Drug – bio-affecting and body treating compositions – Whole live micro-organism – cell – or virus containing – Genetically modified micro-organism – cell – or virus
Reexamination Certificate
2000-09-15
2004-08-24
Crouch, Deborah (Department: 1633)
Drug, bio-affecting and body treating compositions
Whole live micro-organism, cell, or virus containing
Genetically modified micro-organism, cell, or virus
C424S093600, C424S185100, C424S199100, C435S320100
Reexamination Certificate
active
06780407
ABSTRACT:
FIELD OF THE INVENTION
The present invention relates to a modified poxvirus and to methods of making and using the same. More in particular, the invention relates to improved vectors for the insertion and expression of foreign genes for use as safe immunization vehicles to protect against a variety of pathogens, as well as for use in immunotherapy.
Several publications are referenced in this application. Full citation to these references is found at the end of the specification immediately preceding the claims or where the publication is mentioned; and each of these publications is hereby incorporated herein by reference. These publications relate to the art to which this invention pertains.
BACKGROUND OF THE INVENTION
Vaccinia virus and more recently other poxviruses have been used for the insertion and expression of foreign genes. The basic technique of inserting foreign genes into live infectious poxvirus involves recombination between pox DNA sequences flanking a foreign genetic element in a donor plasmid and homologous sequences present in the rescuing poxvirus (Piccini et al., 1987).

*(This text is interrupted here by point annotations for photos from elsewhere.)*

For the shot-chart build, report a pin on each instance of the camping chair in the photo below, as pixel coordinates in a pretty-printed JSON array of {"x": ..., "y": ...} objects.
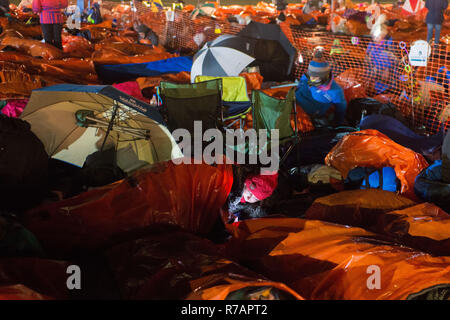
[
  {"x": 235, "y": 101},
  {"x": 182, "y": 104},
  {"x": 273, "y": 113}
]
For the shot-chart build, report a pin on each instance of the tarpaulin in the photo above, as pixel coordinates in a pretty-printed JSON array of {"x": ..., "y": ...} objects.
[
  {"x": 22, "y": 28},
  {"x": 20, "y": 292},
  {"x": 430, "y": 186},
  {"x": 352, "y": 83},
  {"x": 131, "y": 88},
  {"x": 320, "y": 260},
  {"x": 14, "y": 107},
  {"x": 402, "y": 134},
  {"x": 172, "y": 264},
  {"x": 77, "y": 46},
  {"x": 114, "y": 56},
  {"x": 33, "y": 48},
  {"x": 425, "y": 227},
  {"x": 147, "y": 82},
  {"x": 304, "y": 123},
  {"x": 370, "y": 148},
  {"x": 187, "y": 195},
  {"x": 358, "y": 208},
  {"x": 126, "y": 72},
  {"x": 253, "y": 80},
  {"x": 40, "y": 278}
]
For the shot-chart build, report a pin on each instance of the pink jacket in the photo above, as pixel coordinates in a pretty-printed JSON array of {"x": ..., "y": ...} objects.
[{"x": 50, "y": 10}]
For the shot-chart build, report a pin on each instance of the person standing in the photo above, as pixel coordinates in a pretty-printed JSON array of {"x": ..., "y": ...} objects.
[
  {"x": 435, "y": 18},
  {"x": 4, "y": 7},
  {"x": 317, "y": 92},
  {"x": 51, "y": 18}
]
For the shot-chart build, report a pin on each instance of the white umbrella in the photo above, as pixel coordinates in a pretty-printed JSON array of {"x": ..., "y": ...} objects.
[
  {"x": 73, "y": 121},
  {"x": 225, "y": 56}
]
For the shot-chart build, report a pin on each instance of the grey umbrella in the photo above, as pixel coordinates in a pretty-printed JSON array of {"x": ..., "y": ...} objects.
[{"x": 225, "y": 56}]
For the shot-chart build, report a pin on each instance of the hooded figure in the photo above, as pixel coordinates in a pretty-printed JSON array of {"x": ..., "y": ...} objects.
[
  {"x": 145, "y": 33},
  {"x": 317, "y": 91},
  {"x": 435, "y": 18},
  {"x": 247, "y": 192}
]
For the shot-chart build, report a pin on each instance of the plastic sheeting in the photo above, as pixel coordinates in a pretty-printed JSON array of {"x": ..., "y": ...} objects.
[
  {"x": 14, "y": 107},
  {"x": 425, "y": 227},
  {"x": 189, "y": 196},
  {"x": 326, "y": 261},
  {"x": 430, "y": 187},
  {"x": 20, "y": 292},
  {"x": 171, "y": 264},
  {"x": 33, "y": 278},
  {"x": 131, "y": 88},
  {"x": 115, "y": 56},
  {"x": 126, "y": 72},
  {"x": 370, "y": 148},
  {"x": 359, "y": 208},
  {"x": 33, "y": 48}
]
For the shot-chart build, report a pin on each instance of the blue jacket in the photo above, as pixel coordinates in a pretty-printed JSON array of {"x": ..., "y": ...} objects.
[
  {"x": 436, "y": 10},
  {"x": 316, "y": 102}
]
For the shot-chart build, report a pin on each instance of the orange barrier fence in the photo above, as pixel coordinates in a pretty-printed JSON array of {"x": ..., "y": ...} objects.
[{"x": 362, "y": 67}]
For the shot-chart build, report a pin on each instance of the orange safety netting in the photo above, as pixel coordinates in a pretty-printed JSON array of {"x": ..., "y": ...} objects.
[
  {"x": 371, "y": 148},
  {"x": 424, "y": 103},
  {"x": 189, "y": 196},
  {"x": 320, "y": 260},
  {"x": 171, "y": 264}
]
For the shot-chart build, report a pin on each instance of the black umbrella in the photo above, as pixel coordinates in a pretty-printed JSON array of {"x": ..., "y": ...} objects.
[{"x": 273, "y": 52}]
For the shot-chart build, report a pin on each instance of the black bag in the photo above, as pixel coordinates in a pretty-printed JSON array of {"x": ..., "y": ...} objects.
[
  {"x": 23, "y": 165},
  {"x": 100, "y": 168},
  {"x": 357, "y": 107}
]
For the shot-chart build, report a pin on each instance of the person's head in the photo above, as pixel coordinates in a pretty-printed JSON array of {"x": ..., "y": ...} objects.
[
  {"x": 259, "y": 187},
  {"x": 379, "y": 29},
  {"x": 319, "y": 70}
]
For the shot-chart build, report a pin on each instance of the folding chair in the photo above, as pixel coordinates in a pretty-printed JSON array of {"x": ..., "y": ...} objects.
[
  {"x": 182, "y": 104},
  {"x": 235, "y": 101},
  {"x": 273, "y": 113}
]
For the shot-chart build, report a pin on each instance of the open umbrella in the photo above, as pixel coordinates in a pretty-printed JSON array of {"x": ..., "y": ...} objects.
[
  {"x": 73, "y": 121},
  {"x": 273, "y": 52},
  {"x": 225, "y": 56}
]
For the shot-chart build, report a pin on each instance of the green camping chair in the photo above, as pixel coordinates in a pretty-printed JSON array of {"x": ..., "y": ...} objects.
[
  {"x": 273, "y": 113},
  {"x": 235, "y": 101},
  {"x": 182, "y": 104}
]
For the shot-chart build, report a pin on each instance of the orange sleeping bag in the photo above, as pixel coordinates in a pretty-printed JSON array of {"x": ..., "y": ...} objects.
[
  {"x": 171, "y": 264},
  {"x": 189, "y": 196},
  {"x": 320, "y": 261},
  {"x": 424, "y": 226},
  {"x": 371, "y": 148}
]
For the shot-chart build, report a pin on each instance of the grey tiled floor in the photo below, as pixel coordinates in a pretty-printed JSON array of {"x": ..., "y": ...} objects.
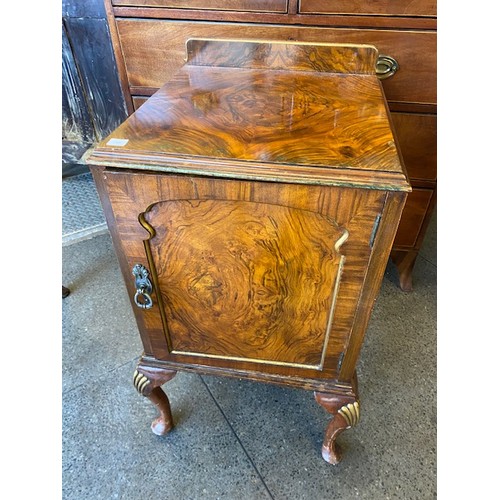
[{"x": 237, "y": 439}]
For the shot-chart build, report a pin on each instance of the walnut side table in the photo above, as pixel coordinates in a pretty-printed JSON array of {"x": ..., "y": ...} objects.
[{"x": 252, "y": 203}]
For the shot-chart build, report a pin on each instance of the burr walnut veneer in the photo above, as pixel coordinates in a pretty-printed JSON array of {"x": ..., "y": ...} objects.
[
  {"x": 253, "y": 201},
  {"x": 149, "y": 38}
]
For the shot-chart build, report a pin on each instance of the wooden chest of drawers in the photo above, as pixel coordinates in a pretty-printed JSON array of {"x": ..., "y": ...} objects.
[
  {"x": 149, "y": 39},
  {"x": 253, "y": 202}
]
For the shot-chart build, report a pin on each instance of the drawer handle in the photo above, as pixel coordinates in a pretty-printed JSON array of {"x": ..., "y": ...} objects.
[
  {"x": 144, "y": 288},
  {"x": 386, "y": 66}
]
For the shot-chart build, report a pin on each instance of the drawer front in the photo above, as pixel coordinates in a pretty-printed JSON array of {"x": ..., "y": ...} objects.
[
  {"x": 243, "y": 272},
  {"x": 417, "y": 138},
  {"x": 369, "y": 7},
  {"x": 154, "y": 50},
  {"x": 278, "y": 6},
  {"x": 413, "y": 217}
]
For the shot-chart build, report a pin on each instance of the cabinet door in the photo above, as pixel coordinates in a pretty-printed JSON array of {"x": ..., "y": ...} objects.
[{"x": 246, "y": 273}]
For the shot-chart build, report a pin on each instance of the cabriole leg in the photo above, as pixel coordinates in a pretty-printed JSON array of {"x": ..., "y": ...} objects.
[
  {"x": 345, "y": 415},
  {"x": 151, "y": 388}
]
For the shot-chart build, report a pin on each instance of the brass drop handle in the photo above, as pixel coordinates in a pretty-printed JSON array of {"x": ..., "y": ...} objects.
[
  {"x": 386, "y": 66},
  {"x": 143, "y": 287}
]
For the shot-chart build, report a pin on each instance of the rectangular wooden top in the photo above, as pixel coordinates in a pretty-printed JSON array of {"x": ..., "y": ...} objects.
[{"x": 276, "y": 111}]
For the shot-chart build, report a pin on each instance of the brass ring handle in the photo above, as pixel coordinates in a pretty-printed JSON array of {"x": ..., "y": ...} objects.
[
  {"x": 146, "y": 302},
  {"x": 143, "y": 286},
  {"x": 386, "y": 66}
]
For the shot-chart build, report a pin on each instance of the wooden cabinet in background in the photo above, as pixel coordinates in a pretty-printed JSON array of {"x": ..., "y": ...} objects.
[{"x": 149, "y": 38}]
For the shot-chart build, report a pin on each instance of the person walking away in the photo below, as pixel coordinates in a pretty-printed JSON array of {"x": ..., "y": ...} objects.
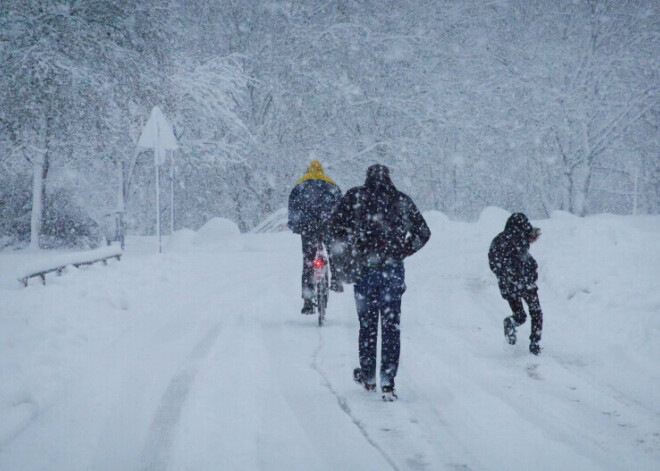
[
  {"x": 382, "y": 226},
  {"x": 311, "y": 203},
  {"x": 517, "y": 273}
]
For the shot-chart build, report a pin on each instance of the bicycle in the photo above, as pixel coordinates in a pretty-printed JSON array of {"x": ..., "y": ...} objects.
[{"x": 321, "y": 282}]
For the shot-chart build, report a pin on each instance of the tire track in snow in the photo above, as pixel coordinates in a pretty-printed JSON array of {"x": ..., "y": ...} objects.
[
  {"x": 344, "y": 406},
  {"x": 158, "y": 445}
]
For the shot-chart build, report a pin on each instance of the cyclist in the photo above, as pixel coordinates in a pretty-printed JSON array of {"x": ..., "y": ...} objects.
[
  {"x": 311, "y": 204},
  {"x": 383, "y": 227}
]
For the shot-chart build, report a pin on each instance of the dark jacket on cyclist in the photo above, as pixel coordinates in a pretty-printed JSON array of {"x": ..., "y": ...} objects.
[
  {"x": 382, "y": 226},
  {"x": 311, "y": 203}
]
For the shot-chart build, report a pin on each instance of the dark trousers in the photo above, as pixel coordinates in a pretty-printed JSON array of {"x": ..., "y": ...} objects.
[
  {"x": 378, "y": 294},
  {"x": 310, "y": 242},
  {"x": 531, "y": 297}
]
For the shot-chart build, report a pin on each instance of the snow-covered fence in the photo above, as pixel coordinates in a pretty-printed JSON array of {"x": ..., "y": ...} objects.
[{"x": 59, "y": 262}]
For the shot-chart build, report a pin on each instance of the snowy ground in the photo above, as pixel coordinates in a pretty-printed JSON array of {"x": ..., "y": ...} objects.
[{"x": 198, "y": 359}]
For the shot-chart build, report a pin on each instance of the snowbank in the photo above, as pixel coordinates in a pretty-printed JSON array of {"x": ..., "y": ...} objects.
[{"x": 218, "y": 234}]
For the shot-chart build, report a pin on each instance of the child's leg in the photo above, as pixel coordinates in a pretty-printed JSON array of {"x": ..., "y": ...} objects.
[
  {"x": 519, "y": 315},
  {"x": 532, "y": 300}
]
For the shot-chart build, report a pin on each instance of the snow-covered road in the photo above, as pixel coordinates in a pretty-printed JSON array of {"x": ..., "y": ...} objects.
[{"x": 198, "y": 359}]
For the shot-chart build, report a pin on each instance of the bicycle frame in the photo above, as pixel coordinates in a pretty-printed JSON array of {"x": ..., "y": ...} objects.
[{"x": 321, "y": 283}]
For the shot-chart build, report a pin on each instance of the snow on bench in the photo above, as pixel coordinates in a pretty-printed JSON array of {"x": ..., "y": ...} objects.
[{"x": 57, "y": 263}]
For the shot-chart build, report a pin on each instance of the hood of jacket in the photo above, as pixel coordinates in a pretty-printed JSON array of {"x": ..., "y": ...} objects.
[
  {"x": 315, "y": 172},
  {"x": 378, "y": 178},
  {"x": 520, "y": 225}
]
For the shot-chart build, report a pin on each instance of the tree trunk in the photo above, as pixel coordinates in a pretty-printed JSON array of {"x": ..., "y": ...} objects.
[{"x": 40, "y": 173}]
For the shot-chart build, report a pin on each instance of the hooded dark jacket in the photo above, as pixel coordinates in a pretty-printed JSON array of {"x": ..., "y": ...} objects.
[
  {"x": 510, "y": 260},
  {"x": 379, "y": 222}
]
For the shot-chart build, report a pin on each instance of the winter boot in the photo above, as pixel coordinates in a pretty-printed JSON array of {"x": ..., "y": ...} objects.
[
  {"x": 534, "y": 348},
  {"x": 357, "y": 377},
  {"x": 510, "y": 330},
  {"x": 388, "y": 394},
  {"x": 308, "y": 307}
]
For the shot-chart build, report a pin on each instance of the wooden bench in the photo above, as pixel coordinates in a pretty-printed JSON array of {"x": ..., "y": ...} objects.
[{"x": 59, "y": 268}]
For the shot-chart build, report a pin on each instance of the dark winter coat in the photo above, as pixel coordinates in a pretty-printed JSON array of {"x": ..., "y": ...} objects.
[
  {"x": 510, "y": 260},
  {"x": 379, "y": 222},
  {"x": 311, "y": 204}
]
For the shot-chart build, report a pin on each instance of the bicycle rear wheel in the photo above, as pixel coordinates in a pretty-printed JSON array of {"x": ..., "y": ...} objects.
[{"x": 322, "y": 298}]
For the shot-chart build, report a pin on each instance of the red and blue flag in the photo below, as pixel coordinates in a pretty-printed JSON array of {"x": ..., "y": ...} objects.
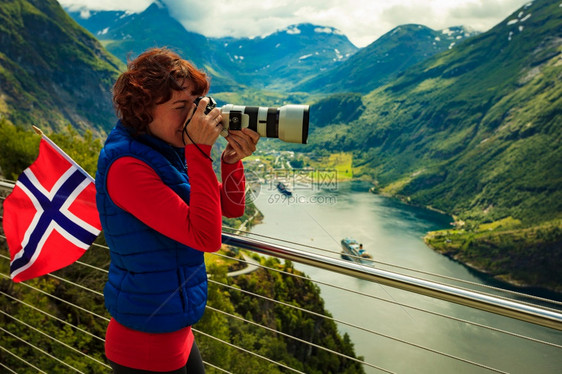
[{"x": 50, "y": 217}]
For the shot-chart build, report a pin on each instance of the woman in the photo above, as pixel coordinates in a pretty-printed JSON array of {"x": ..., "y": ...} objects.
[{"x": 161, "y": 208}]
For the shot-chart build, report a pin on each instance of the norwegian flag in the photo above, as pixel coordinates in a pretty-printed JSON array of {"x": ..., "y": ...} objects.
[{"x": 50, "y": 217}]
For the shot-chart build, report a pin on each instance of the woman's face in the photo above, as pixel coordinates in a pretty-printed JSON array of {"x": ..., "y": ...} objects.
[{"x": 170, "y": 116}]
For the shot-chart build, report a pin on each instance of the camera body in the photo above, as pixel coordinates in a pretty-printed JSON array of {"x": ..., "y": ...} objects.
[{"x": 288, "y": 123}]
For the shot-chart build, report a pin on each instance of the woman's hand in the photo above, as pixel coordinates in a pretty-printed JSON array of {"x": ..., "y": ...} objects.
[
  {"x": 241, "y": 144},
  {"x": 203, "y": 128}
]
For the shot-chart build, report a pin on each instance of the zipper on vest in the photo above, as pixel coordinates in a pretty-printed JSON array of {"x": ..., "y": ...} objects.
[{"x": 181, "y": 284}]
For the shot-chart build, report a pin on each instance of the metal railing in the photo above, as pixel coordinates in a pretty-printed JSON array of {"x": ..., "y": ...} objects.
[
  {"x": 549, "y": 318},
  {"x": 489, "y": 303}
]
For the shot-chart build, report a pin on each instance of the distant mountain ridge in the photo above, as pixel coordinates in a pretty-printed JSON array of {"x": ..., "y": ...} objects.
[
  {"x": 279, "y": 60},
  {"x": 476, "y": 132},
  {"x": 62, "y": 77},
  {"x": 384, "y": 59}
]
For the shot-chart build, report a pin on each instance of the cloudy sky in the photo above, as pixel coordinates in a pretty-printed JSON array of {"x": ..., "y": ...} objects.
[{"x": 362, "y": 21}]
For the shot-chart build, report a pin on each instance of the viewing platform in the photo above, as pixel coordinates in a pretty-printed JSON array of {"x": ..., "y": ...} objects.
[{"x": 28, "y": 346}]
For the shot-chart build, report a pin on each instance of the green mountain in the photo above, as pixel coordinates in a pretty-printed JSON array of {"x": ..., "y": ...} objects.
[
  {"x": 52, "y": 72},
  {"x": 276, "y": 61},
  {"x": 476, "y": 132},
  {"x": 381, "y": 61}
]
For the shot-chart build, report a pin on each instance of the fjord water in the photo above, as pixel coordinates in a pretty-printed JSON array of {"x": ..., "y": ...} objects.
[{"x": 392, "y": 233}]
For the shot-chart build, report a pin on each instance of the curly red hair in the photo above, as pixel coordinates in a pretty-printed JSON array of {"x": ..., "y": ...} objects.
[{"x": 149, "y": 81}]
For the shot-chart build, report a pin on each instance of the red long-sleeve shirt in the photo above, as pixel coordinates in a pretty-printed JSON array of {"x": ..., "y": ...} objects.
[{"x": 136, "y": 188}]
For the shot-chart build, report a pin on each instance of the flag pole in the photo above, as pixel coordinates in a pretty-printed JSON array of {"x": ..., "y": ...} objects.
[{"x": 63, "y": 153}]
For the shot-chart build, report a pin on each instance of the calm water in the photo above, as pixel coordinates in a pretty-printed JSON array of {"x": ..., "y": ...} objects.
[{"x": 392, "y": 232}]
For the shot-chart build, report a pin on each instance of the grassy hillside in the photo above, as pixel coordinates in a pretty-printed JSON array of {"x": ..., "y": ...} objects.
[{"x": 53, "y": 72}]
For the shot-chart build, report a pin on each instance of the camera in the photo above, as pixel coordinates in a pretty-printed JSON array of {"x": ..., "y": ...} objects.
[{"x": 288, "y": 122}]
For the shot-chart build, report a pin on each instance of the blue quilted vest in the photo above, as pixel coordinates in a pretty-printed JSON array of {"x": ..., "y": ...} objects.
[{"x": 155, "y": 283}]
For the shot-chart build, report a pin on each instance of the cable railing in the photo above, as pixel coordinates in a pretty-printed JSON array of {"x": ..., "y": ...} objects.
[{"x": 11, "y": 294}]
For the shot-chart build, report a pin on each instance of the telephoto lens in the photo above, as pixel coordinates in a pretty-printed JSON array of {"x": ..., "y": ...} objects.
[{"x": 288, "y": 123}]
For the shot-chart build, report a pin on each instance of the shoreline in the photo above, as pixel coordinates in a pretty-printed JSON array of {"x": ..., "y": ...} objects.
[{"x": 505, "y": 281}]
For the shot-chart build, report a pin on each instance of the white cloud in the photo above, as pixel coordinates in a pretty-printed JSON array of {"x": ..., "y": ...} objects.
[{"x": 362, "y": 21}]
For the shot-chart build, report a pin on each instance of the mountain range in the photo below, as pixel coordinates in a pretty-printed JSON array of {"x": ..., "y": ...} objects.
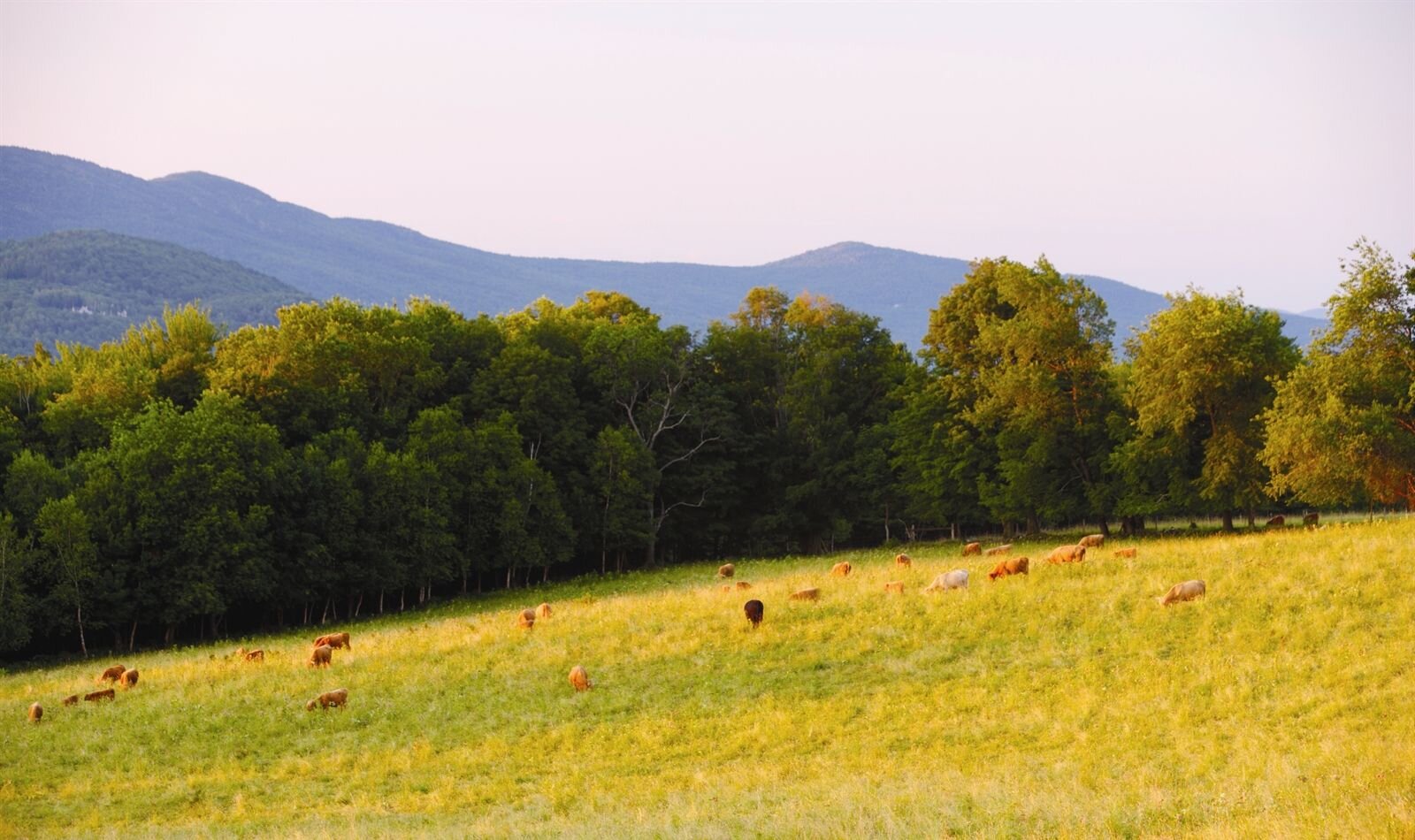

Specifically, the recombinant poxviruses are constructed in two steps known in the art and analogous to the methods for creating synthetic recombinants of poxviruses such as the vaccinia virus and avipox virus described in U.S. Pat. Nos. 4,769,330, 4,772,848, 4,603,112, 5,100,587, and 5,179,993, the disclosures of which are incorporated herein by reference.
First, the DNA gene sequence to be inserted into the virus, particularly an open reading frame from a non-pox source, is placed into an
E. coli
plasmid construct into which DNA homologous to a section of DNA of the poxvirus has been inserted. Separately, the DNA gene sequence to be inserted is ligated to a promoter. The promoter-gene linkage is positioned in the plasmid construct so that the promoter-gene linkage is flanked on both ends by DNA homologous to a DNA sequence flanking a region of pox DNA containing a nonessential locus. The resulting plasmid construct is then amplified by growth within
E. coli
bacteria (Clewell, 1972) and isolated (Clewell et al., 1969; Maniatis et al., 1982).
Second, the isolated plasmid containing the DNA gene sequence to be inserted is transfected into a cell culture, e.g. chick embryo fibroblasts, along with the poxvirus. Recombination between homologous pox DNA in the plasmid and the viral genome respectively gives a poxvirus modified by the presence, in a nonessential region of its genome, of foreign DNA sequences. The term “foreign” DNA designates exogenous DNA, particularly DNA from a non-pox source, that codes for gene products not ordinarily produced by the genome into which the exogenous DNA is placed.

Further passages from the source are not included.